There is certainly a strand of idealism to be found in Bush’s recent speeches about promoting democracy around the world. He has argued that the desire for democratic freedoms is a God-given reality and therefore a universal human phenomenon. Morality demands that people be given access to such liberty, and it is part of America’s mission in the world to encourage it. No nation or people should be written off as uninterested in liberty or democracy.

This is a kind of natural law ethic rooted in a natural theology that assumes the existence of God and a shared human nature. Among the aspects of this God-given human nature is the desire for freedom. Once given the chance to move from tyranny to liberty, human beings are hard-wired to pursue it with all their hearts. Bush said in his Inaugural: “We have confidence because freedom is the permanent hope of mankind, the hunger in dark places, the longing of the soul.”

This natural law theology and ethic is not a new idea. It goes deep into western and Christian history and is enshrined in our Declaration of Independence. Those who are outraged by Bush’s recent articulation of it should dust off their copy of the Declaration to see that it is right there.
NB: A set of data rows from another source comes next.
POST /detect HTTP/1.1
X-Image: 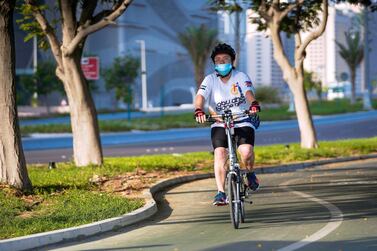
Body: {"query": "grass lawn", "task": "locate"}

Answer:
[0,137,377,239]
[21,99,377,135]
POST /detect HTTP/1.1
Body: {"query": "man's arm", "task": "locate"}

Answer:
[194,94,206,123]
[245,90,256,104]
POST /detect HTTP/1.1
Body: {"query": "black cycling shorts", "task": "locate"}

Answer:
[211,126,255,149]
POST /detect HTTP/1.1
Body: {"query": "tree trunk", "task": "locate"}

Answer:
[234,11,241,67]
[0,0,31,190]
[289,76,318,148]
[351,70,356,105]
[63,53,103,166]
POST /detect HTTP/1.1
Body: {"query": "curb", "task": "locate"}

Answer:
[0,154,377,251]
[0,173,213,251]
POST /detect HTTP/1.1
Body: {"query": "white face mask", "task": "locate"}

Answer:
[215,64,233,77]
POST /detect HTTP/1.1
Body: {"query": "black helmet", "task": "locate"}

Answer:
[211,43,236,63]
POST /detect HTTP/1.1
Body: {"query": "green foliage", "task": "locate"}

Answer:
[335,32,364,72]
[304,71,322,99]
[0,137,377,239]
[255,86,281,104]
[207,0,377,34]
[0,189,143,239]
[207,0,242,13]
[16,1,52,50]
[102,56,140,104]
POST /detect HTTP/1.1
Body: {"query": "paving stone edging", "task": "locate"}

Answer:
[0,154,377,251]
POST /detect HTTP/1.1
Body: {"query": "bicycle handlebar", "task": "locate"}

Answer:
[206,110,257,122]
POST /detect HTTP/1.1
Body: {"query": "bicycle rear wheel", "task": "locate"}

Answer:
[228,173,241,229]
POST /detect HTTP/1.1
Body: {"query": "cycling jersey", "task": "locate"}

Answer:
[198,70,255,129]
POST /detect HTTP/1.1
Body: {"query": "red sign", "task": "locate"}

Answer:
[81,57,99,80]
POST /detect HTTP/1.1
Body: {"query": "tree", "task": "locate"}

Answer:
[20,61,64,111]
[0,0,31,190]
[102,56,140,106]
[21,0,132,166]
[208,0,243,66]
[210,0,374,148]
[304,71,322,100]
[178,25,218,88]
[335,32,364,104]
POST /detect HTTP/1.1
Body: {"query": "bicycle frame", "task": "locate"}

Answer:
[210,110,248,229]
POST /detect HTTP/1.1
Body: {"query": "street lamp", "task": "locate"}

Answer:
[363,7,372,110]
[136,40,148,111]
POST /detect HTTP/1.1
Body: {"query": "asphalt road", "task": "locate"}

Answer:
[42,159,377,251]
[23,111,377,163]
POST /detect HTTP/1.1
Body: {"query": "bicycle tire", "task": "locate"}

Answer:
[228,173,240,229]
[240,182,246,223]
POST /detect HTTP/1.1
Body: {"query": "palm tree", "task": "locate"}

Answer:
[335,32,364,104]
[178,25,218,87]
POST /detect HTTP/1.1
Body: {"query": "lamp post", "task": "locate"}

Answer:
[363,7,372,110]
[136,40,148,111]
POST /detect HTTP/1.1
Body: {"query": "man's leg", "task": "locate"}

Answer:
[235,127,259,191]
[211,127,227,206]
[214,147,227,192]
[238,144,254,172]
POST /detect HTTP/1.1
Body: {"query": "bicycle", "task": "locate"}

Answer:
[206,110,259,229]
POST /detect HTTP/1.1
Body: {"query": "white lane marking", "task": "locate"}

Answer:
[278,180,343,251]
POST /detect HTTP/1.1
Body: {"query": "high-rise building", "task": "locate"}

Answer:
[85,0,217,107]
[16,0,217,108]
[245,10,294,94]
[304,3,377,93]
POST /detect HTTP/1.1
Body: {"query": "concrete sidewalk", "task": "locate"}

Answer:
[0,154,377,251]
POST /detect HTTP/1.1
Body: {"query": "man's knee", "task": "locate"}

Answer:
[238,144,254,160]
[214,147,227,160]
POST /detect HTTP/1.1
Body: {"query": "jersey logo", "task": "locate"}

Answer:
[245,81,253,87]
[230,82,238,95]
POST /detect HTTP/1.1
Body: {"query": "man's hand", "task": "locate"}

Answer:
[249,100,260,113]
[194,108,207,123]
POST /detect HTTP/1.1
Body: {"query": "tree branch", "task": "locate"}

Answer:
[295,0,329,60]
[79,0,98,26]
[269,21,294,83]
[58,0,77,42]
[63,0,133,55]
[258,0,272,23]
[279,0,305,22]
[25,0,63,67]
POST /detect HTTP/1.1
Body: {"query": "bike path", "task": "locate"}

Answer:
[41,159,377,251]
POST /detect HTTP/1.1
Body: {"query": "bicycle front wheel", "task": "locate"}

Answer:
[228,173,241,229]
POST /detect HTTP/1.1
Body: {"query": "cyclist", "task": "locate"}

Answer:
[195,43,260,206]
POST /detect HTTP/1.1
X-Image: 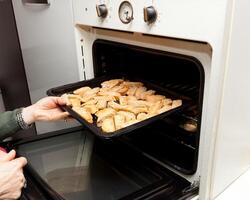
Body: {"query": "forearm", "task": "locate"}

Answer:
[0,109,21,140]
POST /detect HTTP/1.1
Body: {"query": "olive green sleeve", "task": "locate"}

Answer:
[0,109,21,140]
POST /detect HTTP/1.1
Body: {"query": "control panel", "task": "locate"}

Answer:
[72,0,221,41]
[96,1,157,24]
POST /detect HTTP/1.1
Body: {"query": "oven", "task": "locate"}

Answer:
[2,0,250,200]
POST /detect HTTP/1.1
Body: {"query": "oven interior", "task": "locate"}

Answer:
[93,39,204,174]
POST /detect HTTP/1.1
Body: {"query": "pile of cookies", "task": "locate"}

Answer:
[62,79,182,133]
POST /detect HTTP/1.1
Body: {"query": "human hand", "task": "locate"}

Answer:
[0,150,27,200]
[22,97,69,124]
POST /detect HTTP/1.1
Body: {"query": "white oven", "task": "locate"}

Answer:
[70,0,250,199]
[7,0,250,200]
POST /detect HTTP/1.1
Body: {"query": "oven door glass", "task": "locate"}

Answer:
[7,127,189,200]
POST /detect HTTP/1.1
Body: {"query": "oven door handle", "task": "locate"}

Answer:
[22,0,50,6]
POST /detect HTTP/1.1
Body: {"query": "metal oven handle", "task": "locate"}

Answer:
[22,0,50,5]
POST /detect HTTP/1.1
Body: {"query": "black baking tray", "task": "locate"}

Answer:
[47,75,190,139]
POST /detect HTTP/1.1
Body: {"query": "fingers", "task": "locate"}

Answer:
[12,157,27,168]
[53,112,69,120]
[0,150,16,162]
[52,97,66,106]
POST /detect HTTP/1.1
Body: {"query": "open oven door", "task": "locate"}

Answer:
[1,127,198,200]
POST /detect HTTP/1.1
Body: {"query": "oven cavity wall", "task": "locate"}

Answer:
[73,0,238,199]
[73,26,212,185]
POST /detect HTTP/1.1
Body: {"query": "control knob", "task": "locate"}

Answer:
[96,4,108,18]
[143,6,157,24]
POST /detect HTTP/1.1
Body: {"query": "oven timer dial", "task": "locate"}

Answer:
[118,1,134,24]
[96,4,108,18]
[143,6,157,24]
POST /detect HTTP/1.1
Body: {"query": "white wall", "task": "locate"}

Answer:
[212,0,250,198]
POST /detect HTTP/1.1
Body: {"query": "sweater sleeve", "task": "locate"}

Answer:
[0,109,21,140]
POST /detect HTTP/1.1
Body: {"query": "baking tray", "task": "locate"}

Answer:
[47,74,190,139]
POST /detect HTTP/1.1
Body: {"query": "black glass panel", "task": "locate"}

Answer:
[18,131,178,200]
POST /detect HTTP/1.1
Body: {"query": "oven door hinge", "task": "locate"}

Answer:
[182,177,200,194]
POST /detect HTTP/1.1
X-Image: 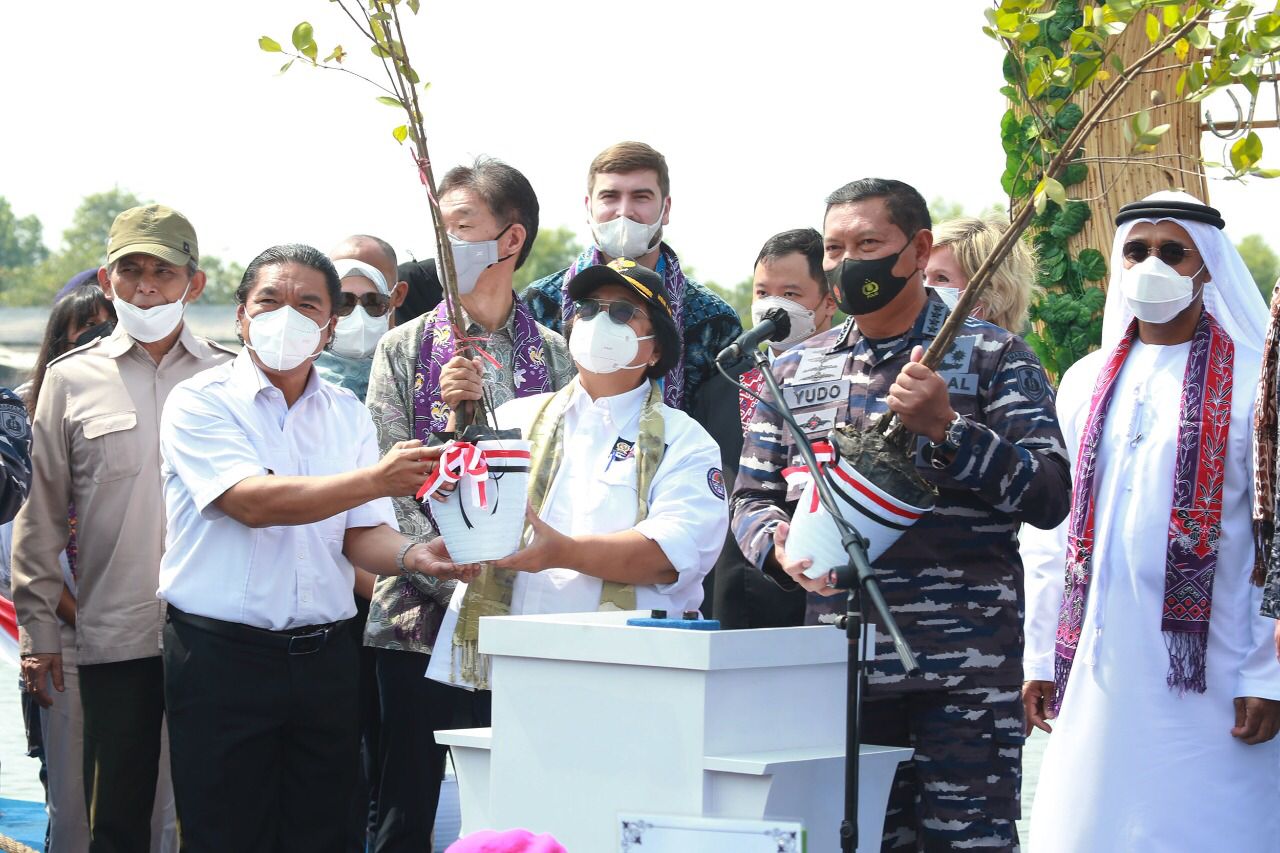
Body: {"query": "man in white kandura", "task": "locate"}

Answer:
[1021,192,1280,853]
[428,257,728,689]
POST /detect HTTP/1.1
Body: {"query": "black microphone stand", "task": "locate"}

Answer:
[751,350,920,853]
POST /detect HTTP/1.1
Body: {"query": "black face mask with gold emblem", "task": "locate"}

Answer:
[827,241,914,316]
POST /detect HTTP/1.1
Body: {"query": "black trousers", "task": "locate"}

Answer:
[372,648,461,853]
[347,596,381,853]
[79,657,165,853]
[164,613,360,853]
My defense of the Bush Administration on this point is not an exoneration of wrongs committed. We have violated our own principles in many ways, including mistreatment of people in our various detention centers and prisons, and in our lazy unwillingness to reduce our dependence on the foreign oil that props up undemocratic regimes like the one in Saudi Arabia.


But with the idea that all people have a God-given right to breathe free, and that American power is rightly used in promoting such freedom, I am in full agreement.

MO/JL RNS END

(David P. Gushee is the Graves Professor of Moral Philosophy at Union University in Jackson, Tenn.)